Funny about the CGR rods and other fiberglass rods that are pushing into the cost areas of top line graphite of a few years ago. Us old timers (73) fished and loved fiberglass for many years, then everyone said we had to upgrade to graphite. For many of us it didn't take long to go back to fiberglass or bamboo for many of us and I'm glad to see the shift back to fiberglass, though you'll never feel the real "soul" of a rod until you fish grass.

Nick
LBrain
LBrain's profile picture
Birdsboro, PA

Posts: 10
LBrain on Mar 3, 2017March 3rd, 2017, 10:05 am EST
been out a few times over the past month, with other rods... caught a few, lost a few scared many probably - but fishing blind... fished Tully a few days ago on a whim, didn't check weather and after 15 minutes a very nasty storm came through, I waited it out and then went fishing for sticks, caught quite a few... amazing how that tiny little hook will latch onto to every stick floating by under the water
Nick - CGR $59 while they lasted at beginning of 2017, the newer version is out now - about $130 or something
Brain
Wbranch
Wbranch's profile picture
York & Starlight PA

Posts: 2635
Wbranch on Mar 3, 2017March 3rd, 2017, 10:21 am EST
Hello Bassman,

Welcome to the forum.

Us old timers (73) fished and loved fiberglass for many years


Yep old guys had two material choices for their fly rods back in the late 1950's to early 1980's.

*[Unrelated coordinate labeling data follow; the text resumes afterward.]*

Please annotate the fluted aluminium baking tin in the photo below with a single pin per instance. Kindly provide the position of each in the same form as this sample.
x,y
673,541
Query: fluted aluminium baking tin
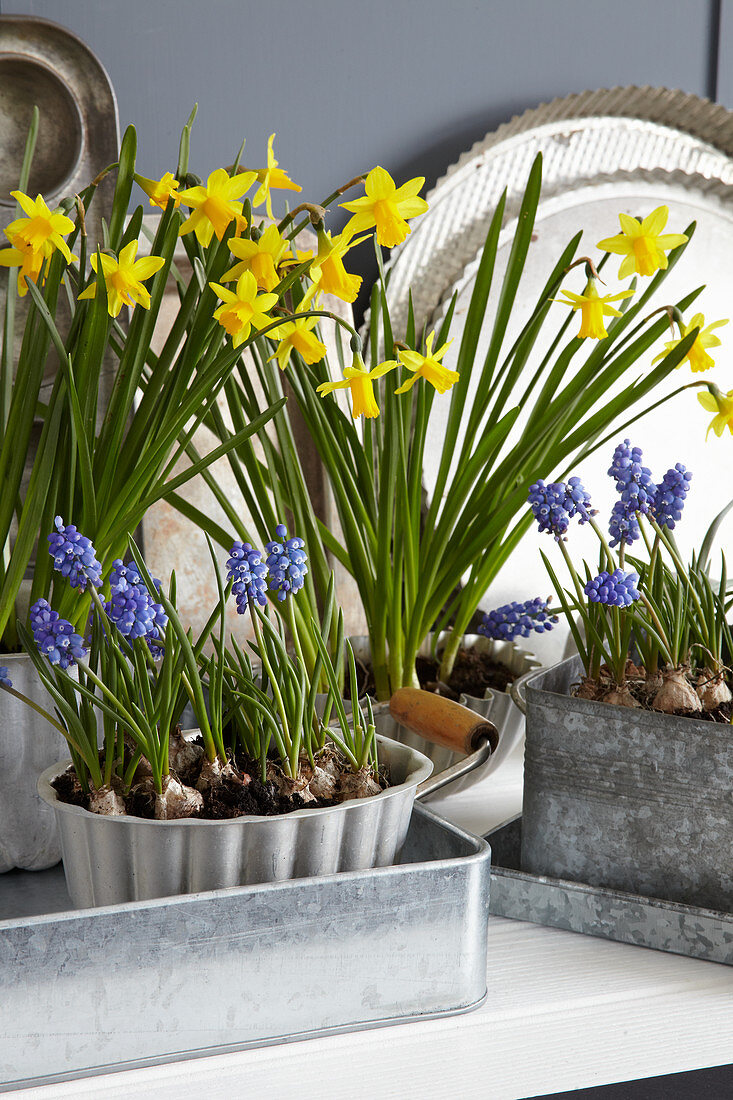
x,y
110,860
594,911
126,986
29,837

Either bamboo rods if you had a very good job or were single and were able to save up $200 - $300 and get one. For other guys it was fiber glass rods.

My very first fly rod was a 8' 6" Phillipson that was probably for a #6 line. I don't remember the old lettering system to designate what fly line matched with a specific rod.

My 2nd fiber glass rod was at the time a very good rod called a Sila-Flex. It was a very nice rod and it cost me close to $100. I used that for years and then in the mid 1960's I started buying Fenwick fiber glass and had then in lengths from 6' 6" up to 9'. I think I had them in 6" increments. They were nice rods and I remember the medium brown color blank with the half Wells cork grip and the kind of bronze anodized down lock reel seat.

In the mid to late 1960's I was single and buying all makes and lengths of Orvis cane rods. Then I bought two Leonard Baby Catskill rods. Both 7' #4 with two tips. One was their blond cane with red wraps and the other was a flamed cane model with dark brown wraps.

I also had F.E. Thomas rods, a Dickerson, a Ritz and a 7' 6" #5 Carpenter. All the cane rods are long gone except I kept the Carpenter and use it once or twice a year on the Yellow Breeches during the Hendrickson hatch. I told my wife to slip it into my coffin when the time comes.
Catskill fly fisher for fifty-five years.